Defining Sonia Sotomayor

When John McCain made the surprise pick of Sarah Palin as his vice presidential running mate, the McCain camp dallied in getting a biography of the little-known Alaska governor up on to their official campaign website. In that absence, observers turned to Wikipedia and elsewhere on the web to make immediate sense of the choice. The Obama White House seems to be taking the opposite approach with the choice of Sonia Sotomayor for the U.S. Supreme Court. Her official selection was coupled at the start with the White House's attempts to quickly define the nominee and her nomination.

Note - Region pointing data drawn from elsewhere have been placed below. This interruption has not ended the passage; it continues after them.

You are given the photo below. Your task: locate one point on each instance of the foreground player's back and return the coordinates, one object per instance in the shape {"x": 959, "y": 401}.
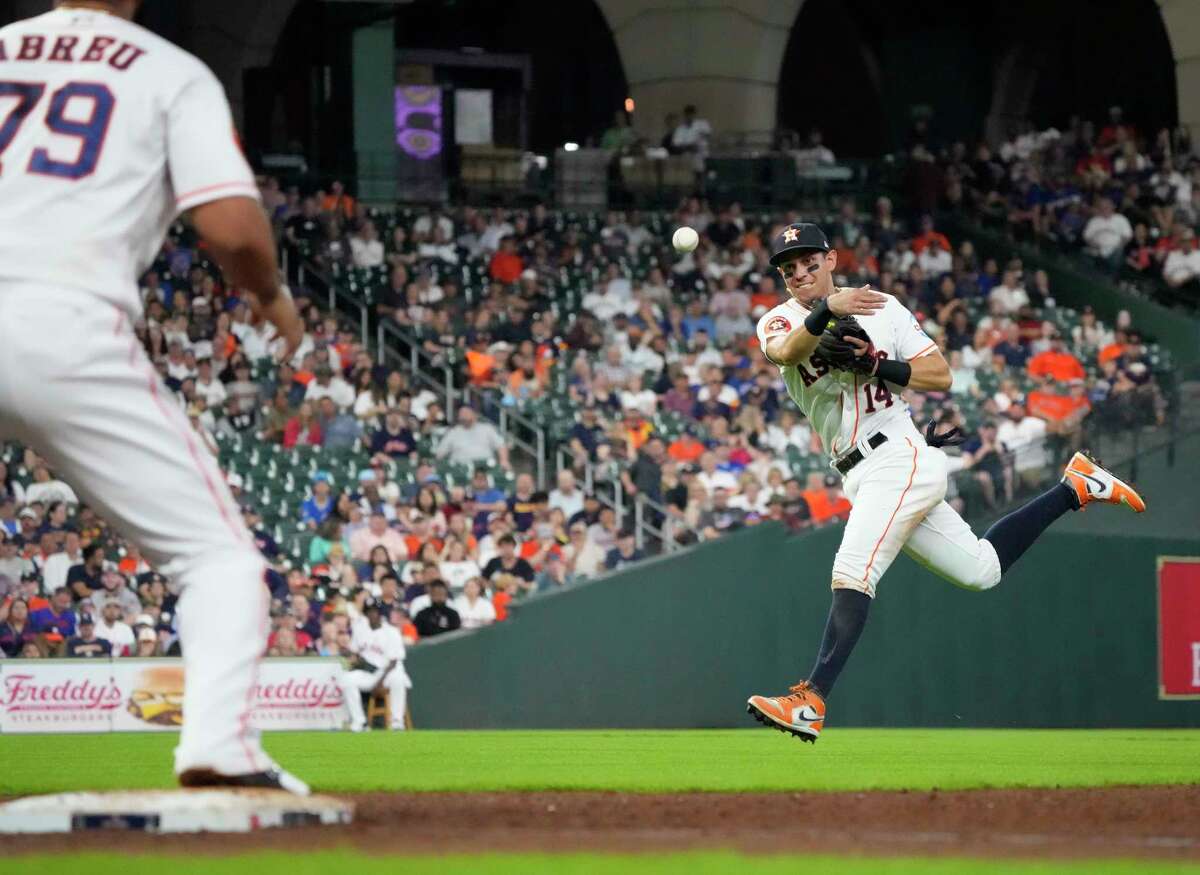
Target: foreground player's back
{"x": 106, "y": 133}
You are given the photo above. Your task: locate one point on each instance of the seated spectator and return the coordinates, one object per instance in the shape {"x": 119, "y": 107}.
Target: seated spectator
{"x": 1107, "y": 233}
{"x": 1009, "y": 294}
{"x": 456, "y": 567}
{"x": 582, "y": 557}
{"x": 1056, "y": 363}
{"x": 505, "y": 265}
{"x": 325, "y": 384}
{"x": 315, "y": 509}
{"x": 378, "y": 534}
{"x": 587, "y": 433}
{"x": 624, "y": 552}
{"x": 474, "y": 609}
{"x": 721, "y": 516}
{"x": 541, "y": 546}
{"x": 1013, "y": 352}
{"x": 118, "y": 634}
{"x": 439, "y": 617}
{"x": 523, "y": 503}
{"x": 509, "y": 567}
{"x": 85, "y": 645}
{"x": 366, "y": 249}
{"x": 395, "y": 438}
{"x": 16, "y": 628}
{"x": 1182, "y": 267}
{"x": 472, "y": 442}
{"x": 339, "y": 429}
{"x": 303, "y": 429}
{"x": 57, "y": 616}
{"x": 567, "y": 496}
{"x": 826, "y": 501}
{"x": 984, "y": 456}
{"x": 555, "y": 575}
{"x": 1025, "y": 438}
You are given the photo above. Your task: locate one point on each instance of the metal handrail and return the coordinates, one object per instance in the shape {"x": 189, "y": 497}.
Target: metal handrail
{"x": 666, "y": 535}
{"x": 419, "y": 363}
{"x": 306, "y": 270}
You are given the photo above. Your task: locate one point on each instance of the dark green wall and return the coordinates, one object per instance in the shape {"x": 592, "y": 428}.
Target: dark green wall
{"x": 1068, "y": 639}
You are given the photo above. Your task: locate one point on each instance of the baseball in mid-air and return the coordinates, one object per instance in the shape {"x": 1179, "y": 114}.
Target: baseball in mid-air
{"x": 685, "y": 239}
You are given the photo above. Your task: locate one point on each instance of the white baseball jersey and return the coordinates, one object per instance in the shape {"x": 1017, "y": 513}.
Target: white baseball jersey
{"x": 846, "y": 407}
{"x": 377, "y": 646}
{"x": 107, "y": 132}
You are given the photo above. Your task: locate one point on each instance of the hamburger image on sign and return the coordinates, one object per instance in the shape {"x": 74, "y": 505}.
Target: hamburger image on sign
{"x": 157, "y": 696}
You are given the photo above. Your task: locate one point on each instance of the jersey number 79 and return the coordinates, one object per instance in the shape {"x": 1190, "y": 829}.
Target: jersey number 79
{"x": 90, "y": 132}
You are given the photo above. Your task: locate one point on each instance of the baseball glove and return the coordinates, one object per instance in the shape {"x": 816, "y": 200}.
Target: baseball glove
{"x": 949, "y": 438}
{"x": 839, "y": 353}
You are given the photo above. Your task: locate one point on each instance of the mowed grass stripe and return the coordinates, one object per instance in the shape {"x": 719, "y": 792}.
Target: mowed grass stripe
{"x": 709, "y": 863}
{"x": 639, "y": 761}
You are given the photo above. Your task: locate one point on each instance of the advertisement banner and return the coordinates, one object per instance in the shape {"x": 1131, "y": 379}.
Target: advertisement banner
{"x": 147, "y": 695}
{"x": 1179, "y": 627}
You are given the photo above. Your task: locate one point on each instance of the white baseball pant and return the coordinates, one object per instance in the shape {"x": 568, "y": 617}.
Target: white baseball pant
{"x": 898, "y": 503}
{"x": 77, "y": 387}
{"x": 357, "y": 682}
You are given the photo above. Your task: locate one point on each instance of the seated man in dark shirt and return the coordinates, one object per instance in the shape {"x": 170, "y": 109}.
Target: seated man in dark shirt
{"x": 83, "y": 580}
{"x": 438, "y": 617}
{"x": 510, "y": 565}
{"x": 85, "y": 645}
{"x": 624, "y": 553}
{"x": 57, "y": 617}
{"x": 394, "y": 439}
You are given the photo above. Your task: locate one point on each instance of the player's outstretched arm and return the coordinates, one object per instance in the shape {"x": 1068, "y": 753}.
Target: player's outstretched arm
{"x": 241, "y": 243}
{"x": 801, "y": 343}
{"x": 930, "y": 373}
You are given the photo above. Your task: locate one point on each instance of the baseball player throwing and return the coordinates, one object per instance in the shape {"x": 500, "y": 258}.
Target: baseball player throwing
{"x": 107, "y": 133}
{"x": 845, "y": 355}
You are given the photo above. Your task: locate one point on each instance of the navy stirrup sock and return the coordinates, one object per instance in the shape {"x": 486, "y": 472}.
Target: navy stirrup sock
{"x": 1013, "y": 534}
{"x": 847, "y": 616}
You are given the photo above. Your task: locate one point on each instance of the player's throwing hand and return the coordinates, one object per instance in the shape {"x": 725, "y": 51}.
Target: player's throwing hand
{"x": 856, "y": 301}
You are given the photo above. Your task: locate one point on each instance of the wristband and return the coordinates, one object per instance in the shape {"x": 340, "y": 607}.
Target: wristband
{"x": 815, "y": 322}
{"x": 897, "y": 372}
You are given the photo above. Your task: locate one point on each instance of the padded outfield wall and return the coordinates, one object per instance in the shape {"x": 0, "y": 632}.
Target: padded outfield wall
{"x": 1068, "y": 639}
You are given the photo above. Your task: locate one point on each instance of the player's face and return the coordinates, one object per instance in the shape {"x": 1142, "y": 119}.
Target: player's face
{"x": 809, "y": 275}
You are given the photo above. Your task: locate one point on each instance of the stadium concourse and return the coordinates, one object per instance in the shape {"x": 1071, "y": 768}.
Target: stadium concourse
{"x": 641, "y": 364}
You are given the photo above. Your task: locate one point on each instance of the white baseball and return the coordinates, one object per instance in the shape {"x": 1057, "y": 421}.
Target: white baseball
{"x": 685, "y": 239}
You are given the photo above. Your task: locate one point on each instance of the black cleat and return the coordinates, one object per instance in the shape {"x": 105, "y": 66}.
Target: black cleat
{"x": 271, "y": 779}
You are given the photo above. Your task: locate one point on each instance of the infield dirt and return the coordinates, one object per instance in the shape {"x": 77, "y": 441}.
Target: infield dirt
{"x": 1159, "y": 822}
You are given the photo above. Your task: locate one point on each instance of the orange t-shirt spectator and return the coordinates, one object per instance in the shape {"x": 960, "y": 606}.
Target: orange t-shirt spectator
{"x": 337, "y": 201}
{"x": 303, "y": 429}
{"x": 1056, "y": 363}
{"x": 928, "y": 235}
{"x": 507, "y": 264}
{"x": 827, "y": 503}
{"x": 1054, "y": 408}
{"x": 685, "y": 448}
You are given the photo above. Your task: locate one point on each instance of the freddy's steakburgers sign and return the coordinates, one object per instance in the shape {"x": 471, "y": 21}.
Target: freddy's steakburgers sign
{"x": 147, "y": 695}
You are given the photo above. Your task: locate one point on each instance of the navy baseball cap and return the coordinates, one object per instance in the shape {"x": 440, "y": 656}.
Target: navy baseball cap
{"x": 798, "y": 237}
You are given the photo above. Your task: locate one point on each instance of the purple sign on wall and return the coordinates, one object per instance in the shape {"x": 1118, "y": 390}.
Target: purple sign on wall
{"x": 419, "y": 120}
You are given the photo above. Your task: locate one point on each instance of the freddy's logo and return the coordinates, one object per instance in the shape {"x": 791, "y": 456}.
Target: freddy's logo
{"x": 24, "y": 693}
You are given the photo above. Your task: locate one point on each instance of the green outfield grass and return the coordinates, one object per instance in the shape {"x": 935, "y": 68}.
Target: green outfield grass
{"x": 639, "y": 761}
{"x": 324, "y": 863}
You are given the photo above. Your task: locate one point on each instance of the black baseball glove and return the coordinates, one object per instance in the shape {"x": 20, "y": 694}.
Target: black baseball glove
{"x": 837, "y": 352}
{"x": 951, "y": 438}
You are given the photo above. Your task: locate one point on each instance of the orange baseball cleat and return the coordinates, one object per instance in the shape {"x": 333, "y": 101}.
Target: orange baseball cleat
{"x": 1095, "y": 484}
{"x": 801, "y": 712}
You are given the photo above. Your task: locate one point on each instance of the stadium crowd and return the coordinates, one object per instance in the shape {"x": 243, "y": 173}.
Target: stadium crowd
{"x": 1127, "y": 201}
{"x": 357, "y": 484}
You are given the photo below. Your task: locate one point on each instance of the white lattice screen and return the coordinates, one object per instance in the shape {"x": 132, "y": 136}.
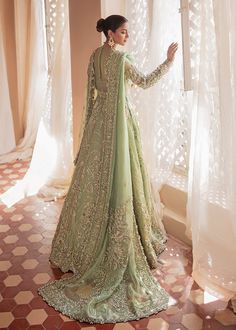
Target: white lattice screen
{"x": 55, "y": 18}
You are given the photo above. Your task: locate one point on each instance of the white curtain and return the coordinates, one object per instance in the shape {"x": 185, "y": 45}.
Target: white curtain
{"x": 212, "y": 176}
{"x": 31, "y": 73}
{"x": 7, "y": 136}
{"x": 51, "y": 165}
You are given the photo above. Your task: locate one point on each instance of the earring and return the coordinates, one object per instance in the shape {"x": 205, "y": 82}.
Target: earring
{"x": 111, "y": 42}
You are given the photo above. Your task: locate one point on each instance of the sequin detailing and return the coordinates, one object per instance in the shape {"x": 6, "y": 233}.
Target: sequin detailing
{"x": 108, "y": 232}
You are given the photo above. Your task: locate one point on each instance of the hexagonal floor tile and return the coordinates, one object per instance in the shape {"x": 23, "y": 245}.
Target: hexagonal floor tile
{"x": 24, "y": 297}
{"x": 4, "y": 228}
{"x": 29, "y": 208}
{"x": 226, "y": 317}
{"x": 9, "y": 209}
{"x": 177, "y": 288}
{"x": 5, "y": 265}
{"x": 35, "y": 238}
{"x": 41, "y": 278}
{"x": 25, "y": 227}
{"x": 197, "y": 296}
{"x": 17, "y": 217}
{"x": 158, "y": 323}
{"x": 172, "y": 310}
{"x": 37, "y": 316}
{"x": 192, "y": 321}
{"x": 30, "y": 264}
{"x": 45, "y": 249}
{"x": 12, "y": 280}
{"x": 20, "y": 251}
{"x": 5, "y": 319}
{"x": 122, "y": 326}
{"x": 10, "y": 239}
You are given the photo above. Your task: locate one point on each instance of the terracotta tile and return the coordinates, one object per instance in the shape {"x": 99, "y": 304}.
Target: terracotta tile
{"x": 10, "y": 239}
{"x": 12, "y": 280}
{"x": 38, "y": 302}
{"x": 30, "y": 264}
{"x": 192, "y": 321}
{"x": 226, "y": 317}
{"x": 19, "y": 324}
{"x": 23, "y": 297}
{"x": 36, "y": 316}
{"x": 20, "y": 251}
{"x": 25, "y": 227}
{"x": 53, "y": 322}
{"x": 5, "y": 319}
{"x": 4, "y": 228}
{"x": 21, "y": 311}
{"x": 70, "y": 326}
{"x": 121, "y": 326}
{"x": 17, "y": 217}
{"x": 5, "y": 265}
{"x": 157, "y": 323}
{"x": 35, "y": 238}
{"x": 41, "y": 278}
{"x": 9, "y": 209}
{"x": 7, "y": 305}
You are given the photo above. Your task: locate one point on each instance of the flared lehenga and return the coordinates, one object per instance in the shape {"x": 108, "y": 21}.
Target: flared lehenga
{"x": 109, "y": 232}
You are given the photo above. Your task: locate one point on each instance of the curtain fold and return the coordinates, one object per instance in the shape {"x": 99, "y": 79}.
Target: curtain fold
{"x": 211, "y": 208}
{"x": 51, "y": 166}
{"x": 7, "y": 135}
{"x": 31, "y": 74}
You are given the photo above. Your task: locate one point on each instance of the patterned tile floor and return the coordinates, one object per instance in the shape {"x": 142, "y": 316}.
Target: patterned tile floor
{"x": 26, "y": 232}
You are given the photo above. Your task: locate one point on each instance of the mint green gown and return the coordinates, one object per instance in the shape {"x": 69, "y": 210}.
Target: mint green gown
{"x": 108, "y": 233}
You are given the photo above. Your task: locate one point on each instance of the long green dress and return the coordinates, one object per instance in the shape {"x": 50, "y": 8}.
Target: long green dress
{"x": 108, "y": 233}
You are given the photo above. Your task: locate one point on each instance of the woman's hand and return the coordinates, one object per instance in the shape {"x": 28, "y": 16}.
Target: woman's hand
{"x": 171, "y": 51}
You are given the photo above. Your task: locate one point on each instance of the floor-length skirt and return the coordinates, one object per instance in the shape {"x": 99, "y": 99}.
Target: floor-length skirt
{"x": 110, "y": 257}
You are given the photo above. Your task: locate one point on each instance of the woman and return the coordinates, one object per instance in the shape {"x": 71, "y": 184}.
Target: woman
{"x": 108, "y": 233}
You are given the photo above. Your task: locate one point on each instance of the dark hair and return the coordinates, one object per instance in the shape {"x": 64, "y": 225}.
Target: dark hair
{"x": 112, "y": 23}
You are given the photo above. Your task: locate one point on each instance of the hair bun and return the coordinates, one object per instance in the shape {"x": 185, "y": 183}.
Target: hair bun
{"x": 100, "y": 24}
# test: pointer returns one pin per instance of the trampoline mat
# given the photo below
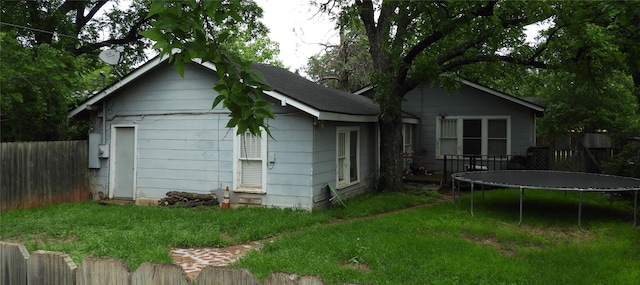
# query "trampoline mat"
(552, 180)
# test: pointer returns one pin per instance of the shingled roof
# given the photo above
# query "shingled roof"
(315, 95)
(290, 89)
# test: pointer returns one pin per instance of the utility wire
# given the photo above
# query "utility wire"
(39, 30)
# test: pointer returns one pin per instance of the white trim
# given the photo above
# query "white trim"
(236, 165)
(412, 121)
(329, 116)
(459, 136)
(293, 102)
(112, 160)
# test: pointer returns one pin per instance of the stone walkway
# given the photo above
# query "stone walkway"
(192, 260)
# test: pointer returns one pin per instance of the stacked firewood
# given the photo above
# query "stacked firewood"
(186, 199)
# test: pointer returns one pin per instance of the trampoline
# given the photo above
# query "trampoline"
(550, 180)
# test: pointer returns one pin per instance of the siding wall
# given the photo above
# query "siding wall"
(324, 167)
(427, 103)
(183, 145)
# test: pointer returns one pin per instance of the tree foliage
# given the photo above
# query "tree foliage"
(346, 66)
(49, 60)
(188, 30)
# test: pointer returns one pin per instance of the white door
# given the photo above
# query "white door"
(123, 163)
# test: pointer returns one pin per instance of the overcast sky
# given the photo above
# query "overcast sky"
(297, 27)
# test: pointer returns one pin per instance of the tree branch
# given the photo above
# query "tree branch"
(131, 36)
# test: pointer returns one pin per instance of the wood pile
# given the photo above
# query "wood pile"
(186, 199)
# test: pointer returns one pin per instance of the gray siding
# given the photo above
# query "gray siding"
(182, 144)
(324, 165)
(429, 102)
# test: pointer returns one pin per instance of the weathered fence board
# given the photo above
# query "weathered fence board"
(103, 271)
(214, 275)
(42, 173)
(280, 278)
(159, 274)
(13, 262)
(47, 267)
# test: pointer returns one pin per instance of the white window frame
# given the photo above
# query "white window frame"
(346, 164)
(237, 165)
(407, 139)
(459, 133)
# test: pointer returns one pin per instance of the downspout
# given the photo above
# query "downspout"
(104, 111)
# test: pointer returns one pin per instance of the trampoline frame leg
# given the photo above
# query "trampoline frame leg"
(635, 210)
(580, 212)
(472, 198)
(453, 190)
(521, 196)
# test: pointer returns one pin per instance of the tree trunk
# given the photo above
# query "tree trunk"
(391, 154)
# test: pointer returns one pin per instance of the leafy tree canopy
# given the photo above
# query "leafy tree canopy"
(49, 57)
(440, 42)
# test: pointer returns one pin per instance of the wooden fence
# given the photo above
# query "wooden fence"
(46, 267)
(36, 174)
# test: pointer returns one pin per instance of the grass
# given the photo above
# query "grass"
(439, 244)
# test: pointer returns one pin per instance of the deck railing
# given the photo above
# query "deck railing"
(460, 163)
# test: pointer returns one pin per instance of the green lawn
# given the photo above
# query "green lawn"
(438, 244)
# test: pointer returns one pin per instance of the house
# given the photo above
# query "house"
(153, 132)
(468, 123)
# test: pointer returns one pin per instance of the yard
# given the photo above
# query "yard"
(387, 238)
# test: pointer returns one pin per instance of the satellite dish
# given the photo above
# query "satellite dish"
(110, 56)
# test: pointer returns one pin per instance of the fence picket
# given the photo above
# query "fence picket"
(104, 271)
(215, 275)
(159, 274)
(281, 278)
(48, 267)
(43, 173)
(13, 261)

The Obama White House, for example, is emailing out 14 different high resolution pictures of the judge (1, 2, 3, 4, 5, 6, 7, 8, 9, 10, 11, 12, 13, 14), including shots of her as a young child at a birthday party, at her 8th grade graduation, with her nephews at Yankee Stadium, and in her judges robes. They've posted a photo of her mother, Celina Sotomayor, choking up at yesterday's announcement ceremony that will only not melt your heart if you don't have one. The White House website features a lengthy bio of what they're calling Sotomayor's "American story." Then there's the fact that the WhiteHouse.gov team blogged about an previously-made video from the Law School Admission Council on Sotomayor called "A Wonderful Life." It's an important point: the Obama White House's blogospheric savvy-- plucking third-party material from the web that makes their case and using their high-profile platform to promote it -- may stand them in good stead as Sotomayor's nomination process moves along.

Conservative opponents have pledged to do battle on the web over Obama's judicial pick. The Judicial Confirmation Network's (JCN) chief counsel Wendy Long told the Washington Post, "We need to do this because the White House really has the bully pulpit...The American people, if we don't do things like this, are really only getting half the story.'' JCN has launched AboutSoniaSotomayor.com, featuring talking points against her nomination. The centerpiece of the site: a YouTube clip in which Sotomayor, attending a conference, makes the statement "court of appeals is where policy is made." She quickly noted that she probably shouldn't say such things "on tape." Expect the video to get major play.

The back-and-forth over Sotomayor's nomination has of course just begun. Google, for example, returns no text ads yet for a search on her name.

A potentially interesting note, though: ConfirmThem, the site launched by the conservative blog Red State around past battles over judicial nominations in the Senate, is featuring a post by one "Feddie" (as in, the Federalist Society) that doesn't exhibit much stomach for a fight over Sotomayor. "My take on the appointment?," he or she writes. "She's the best of the worst." That's relatively high praise.